Fast-forward six years: In 2000, Seminole voters agreed to tax themselves to buy more recreation lands and improve the county's trail program. And in May, the natural-lands committee began considering a buy-back of the Boars Nest lease. Indeed, a buyout clause in the lease allows the county to take back the land at the 10-year interval if it refunds the group's $280,000 investment.
Still, Dale reportedly was none too happy. According to one county official, "[He] blew a gasket." Soon after, says Commissioner Grant Maloy says, Dale lunched with McLain and Commission Chairman Dick Van Der Weide.

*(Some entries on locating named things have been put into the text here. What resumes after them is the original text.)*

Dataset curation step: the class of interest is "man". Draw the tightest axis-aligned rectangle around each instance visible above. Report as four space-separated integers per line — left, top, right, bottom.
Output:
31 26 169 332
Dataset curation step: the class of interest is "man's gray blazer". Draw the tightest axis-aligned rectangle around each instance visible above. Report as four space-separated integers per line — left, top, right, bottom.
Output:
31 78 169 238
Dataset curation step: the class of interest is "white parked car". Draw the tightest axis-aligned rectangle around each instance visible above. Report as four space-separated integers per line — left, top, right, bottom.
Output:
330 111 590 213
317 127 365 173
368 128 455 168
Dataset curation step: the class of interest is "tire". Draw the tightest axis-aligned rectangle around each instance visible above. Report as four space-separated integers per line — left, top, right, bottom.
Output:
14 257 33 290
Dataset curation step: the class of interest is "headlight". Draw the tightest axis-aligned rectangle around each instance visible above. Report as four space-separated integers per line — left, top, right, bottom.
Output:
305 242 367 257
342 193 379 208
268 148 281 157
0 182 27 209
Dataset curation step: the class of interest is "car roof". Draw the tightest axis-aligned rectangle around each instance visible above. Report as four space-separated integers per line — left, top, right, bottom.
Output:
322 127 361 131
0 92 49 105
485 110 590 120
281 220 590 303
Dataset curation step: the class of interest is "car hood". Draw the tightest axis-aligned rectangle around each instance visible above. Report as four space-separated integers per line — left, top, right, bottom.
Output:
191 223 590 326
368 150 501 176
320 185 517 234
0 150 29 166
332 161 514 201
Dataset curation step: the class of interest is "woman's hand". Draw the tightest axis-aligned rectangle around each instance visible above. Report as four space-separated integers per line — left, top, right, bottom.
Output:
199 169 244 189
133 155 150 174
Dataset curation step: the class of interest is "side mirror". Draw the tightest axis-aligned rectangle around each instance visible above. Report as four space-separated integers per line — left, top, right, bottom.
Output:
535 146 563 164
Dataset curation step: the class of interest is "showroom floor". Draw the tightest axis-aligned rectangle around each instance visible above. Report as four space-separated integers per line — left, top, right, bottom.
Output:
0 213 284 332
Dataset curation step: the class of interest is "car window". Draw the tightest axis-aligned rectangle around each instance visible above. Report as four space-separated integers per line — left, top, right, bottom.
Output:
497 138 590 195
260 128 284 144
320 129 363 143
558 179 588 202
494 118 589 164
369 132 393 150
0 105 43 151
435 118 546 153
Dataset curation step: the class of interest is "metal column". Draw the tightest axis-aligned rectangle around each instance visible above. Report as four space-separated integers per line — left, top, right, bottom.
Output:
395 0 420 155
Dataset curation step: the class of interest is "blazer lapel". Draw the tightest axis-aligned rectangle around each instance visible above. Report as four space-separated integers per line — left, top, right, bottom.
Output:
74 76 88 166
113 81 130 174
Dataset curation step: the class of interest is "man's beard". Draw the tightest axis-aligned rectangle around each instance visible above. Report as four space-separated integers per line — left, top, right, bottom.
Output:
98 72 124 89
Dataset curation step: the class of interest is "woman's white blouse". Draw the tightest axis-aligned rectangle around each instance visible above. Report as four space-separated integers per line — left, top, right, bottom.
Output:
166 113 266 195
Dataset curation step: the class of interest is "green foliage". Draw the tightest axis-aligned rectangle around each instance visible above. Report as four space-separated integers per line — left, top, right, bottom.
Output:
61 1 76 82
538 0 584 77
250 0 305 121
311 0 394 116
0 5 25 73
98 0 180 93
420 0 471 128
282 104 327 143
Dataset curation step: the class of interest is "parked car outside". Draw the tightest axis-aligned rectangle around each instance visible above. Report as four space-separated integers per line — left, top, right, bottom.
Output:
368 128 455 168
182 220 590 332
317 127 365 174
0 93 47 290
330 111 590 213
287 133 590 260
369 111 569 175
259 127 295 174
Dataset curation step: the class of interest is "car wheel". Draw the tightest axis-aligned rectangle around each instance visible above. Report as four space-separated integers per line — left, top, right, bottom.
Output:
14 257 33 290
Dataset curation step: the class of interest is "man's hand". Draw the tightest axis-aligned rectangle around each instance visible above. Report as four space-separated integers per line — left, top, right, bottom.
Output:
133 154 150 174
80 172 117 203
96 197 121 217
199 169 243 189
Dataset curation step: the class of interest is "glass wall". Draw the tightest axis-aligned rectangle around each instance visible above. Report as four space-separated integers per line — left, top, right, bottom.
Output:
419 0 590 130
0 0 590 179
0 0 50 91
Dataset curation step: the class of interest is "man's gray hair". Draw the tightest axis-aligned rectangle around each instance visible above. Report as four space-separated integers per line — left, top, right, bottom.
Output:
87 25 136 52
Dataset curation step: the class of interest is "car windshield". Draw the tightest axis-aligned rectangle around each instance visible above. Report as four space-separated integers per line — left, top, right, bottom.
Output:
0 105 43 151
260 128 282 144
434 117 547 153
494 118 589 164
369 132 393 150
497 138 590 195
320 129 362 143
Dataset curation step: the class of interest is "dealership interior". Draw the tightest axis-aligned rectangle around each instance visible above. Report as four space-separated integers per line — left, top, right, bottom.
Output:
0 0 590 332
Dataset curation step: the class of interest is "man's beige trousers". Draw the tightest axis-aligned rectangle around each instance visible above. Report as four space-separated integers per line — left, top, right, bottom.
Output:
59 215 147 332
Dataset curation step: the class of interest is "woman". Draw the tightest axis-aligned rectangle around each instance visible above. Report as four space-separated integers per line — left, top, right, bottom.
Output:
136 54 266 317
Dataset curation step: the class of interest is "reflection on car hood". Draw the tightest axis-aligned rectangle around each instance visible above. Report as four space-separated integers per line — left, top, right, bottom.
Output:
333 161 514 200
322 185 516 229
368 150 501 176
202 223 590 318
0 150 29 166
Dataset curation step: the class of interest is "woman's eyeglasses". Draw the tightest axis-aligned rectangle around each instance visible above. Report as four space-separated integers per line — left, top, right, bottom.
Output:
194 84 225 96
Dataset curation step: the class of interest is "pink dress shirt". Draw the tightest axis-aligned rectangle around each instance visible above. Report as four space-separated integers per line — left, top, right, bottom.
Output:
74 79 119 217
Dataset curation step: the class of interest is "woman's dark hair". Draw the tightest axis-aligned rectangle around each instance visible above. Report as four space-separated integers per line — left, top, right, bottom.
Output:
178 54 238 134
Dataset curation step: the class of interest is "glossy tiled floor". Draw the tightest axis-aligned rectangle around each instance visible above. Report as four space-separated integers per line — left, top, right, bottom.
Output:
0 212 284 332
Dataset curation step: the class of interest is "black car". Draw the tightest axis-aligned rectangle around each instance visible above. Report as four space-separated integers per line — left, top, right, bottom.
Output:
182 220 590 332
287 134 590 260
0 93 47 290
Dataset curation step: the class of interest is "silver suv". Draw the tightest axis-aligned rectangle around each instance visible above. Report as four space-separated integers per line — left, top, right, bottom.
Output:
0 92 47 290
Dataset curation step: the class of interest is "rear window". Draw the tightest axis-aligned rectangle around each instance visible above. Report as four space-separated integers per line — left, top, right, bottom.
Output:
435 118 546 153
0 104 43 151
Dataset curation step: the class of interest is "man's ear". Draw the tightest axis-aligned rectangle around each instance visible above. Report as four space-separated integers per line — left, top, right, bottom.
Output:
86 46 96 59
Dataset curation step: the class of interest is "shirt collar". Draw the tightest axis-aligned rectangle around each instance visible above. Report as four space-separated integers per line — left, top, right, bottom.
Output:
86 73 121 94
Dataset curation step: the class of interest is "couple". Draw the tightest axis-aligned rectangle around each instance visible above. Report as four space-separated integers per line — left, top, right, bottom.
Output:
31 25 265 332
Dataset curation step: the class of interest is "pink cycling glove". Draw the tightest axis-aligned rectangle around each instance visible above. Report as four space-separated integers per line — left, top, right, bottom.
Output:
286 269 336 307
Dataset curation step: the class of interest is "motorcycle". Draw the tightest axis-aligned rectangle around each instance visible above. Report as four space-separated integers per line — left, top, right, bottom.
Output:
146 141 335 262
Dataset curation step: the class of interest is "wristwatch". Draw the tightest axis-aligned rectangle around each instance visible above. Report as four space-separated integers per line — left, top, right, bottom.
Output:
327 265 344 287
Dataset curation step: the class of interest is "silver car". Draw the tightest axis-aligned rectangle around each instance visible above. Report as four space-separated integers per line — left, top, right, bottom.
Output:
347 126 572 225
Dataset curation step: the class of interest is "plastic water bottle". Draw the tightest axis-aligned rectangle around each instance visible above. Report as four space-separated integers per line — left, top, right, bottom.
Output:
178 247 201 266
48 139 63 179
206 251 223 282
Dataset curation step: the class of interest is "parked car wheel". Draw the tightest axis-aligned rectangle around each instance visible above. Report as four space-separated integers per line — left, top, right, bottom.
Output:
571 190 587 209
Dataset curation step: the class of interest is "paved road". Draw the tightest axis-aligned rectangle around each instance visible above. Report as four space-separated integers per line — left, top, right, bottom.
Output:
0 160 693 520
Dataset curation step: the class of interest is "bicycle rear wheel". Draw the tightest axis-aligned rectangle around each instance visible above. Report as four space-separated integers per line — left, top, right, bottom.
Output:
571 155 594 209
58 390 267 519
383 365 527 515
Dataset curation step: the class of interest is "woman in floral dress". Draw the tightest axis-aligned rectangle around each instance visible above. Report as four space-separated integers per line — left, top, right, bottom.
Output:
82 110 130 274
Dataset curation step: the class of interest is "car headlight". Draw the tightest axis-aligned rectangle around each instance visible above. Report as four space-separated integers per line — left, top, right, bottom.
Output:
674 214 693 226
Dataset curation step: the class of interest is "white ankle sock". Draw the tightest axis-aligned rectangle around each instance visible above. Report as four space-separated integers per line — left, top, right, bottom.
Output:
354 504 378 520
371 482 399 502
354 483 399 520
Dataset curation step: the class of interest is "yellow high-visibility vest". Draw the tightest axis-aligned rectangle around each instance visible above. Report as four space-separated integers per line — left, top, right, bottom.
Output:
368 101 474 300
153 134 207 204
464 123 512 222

That Tuesday, the board voted unanimously to send the natural-lands committee a letter saying, in essence, lay off Boars Nest.
"To assist in clarifying the committee's charge," the letter reads, "it is the board's intent to have the committee focus its attention on making recommendations regarding the purchase of properties that are not already owned or controlled by the public."
The implication, committee members say, was undeniable.
Maloy says he went along with his fellow commissioners so he could bring the issue up later. "I didn't oppose it," he says, "[because] it was kind of a done deal."
And even though he wasn't on the commission when the first lease deal went down, he sums it up perfectly: "We're kind of behind the curve on being more progressive on being in the Sunshine," he says.
In many ways, Orange County's DAB differs from Seminole's: For starters, its members are covered under the Sunshine law -- they're appointed, they disclose their finances, and they do not meet to discuss the board's business without posting a public notice.
Moreover, Orange's DAB has absolutely no say in hiring and firing, says planning manager Chris Testerman. And Orange's nine members cross ideological boundries, ranging from environmentalists to community activists to developers and real estate people. But Orange's board does review ordinances that affect development, Testerman says, such the county's recent "arbor ordinance," which would prevent developers from clear-cutting land.
To Hattaway, the differences are a matter of semantics. Seminole County's Program Regulations Committee performs the same functions as Orange's DAB. In contrast, he insists his group is a "sounding board." And it's not the final word, either. Proposals must go through the planning and zoning board, the county commission and in some cases, the state's Department of Community Affairs before becoming law.
Still, activists say, when the DAB flexes its muscles with staff, it gets a leg up on the competing interest groups. "We kept wondering," Schafer says, "why we were having trouble getting through to the staff. Why doesn't staff hear us?""
"As long as the DAB is in a position to influence," adds Sierra Clubber Keith Schue, "the cards will be stacked against us."
Under the new policy, Grace says, the DAB will have exactly the same minimal staff support afforded to the Sierra Club or the Home Builders' Association.
But Schue's unconvinced. In fact, he says, it may further enshroud the DAB in secrecy, because the county will no longer maintain the records of meetings. "All that's going to do," he says, "is make sure we never find out what they're doing."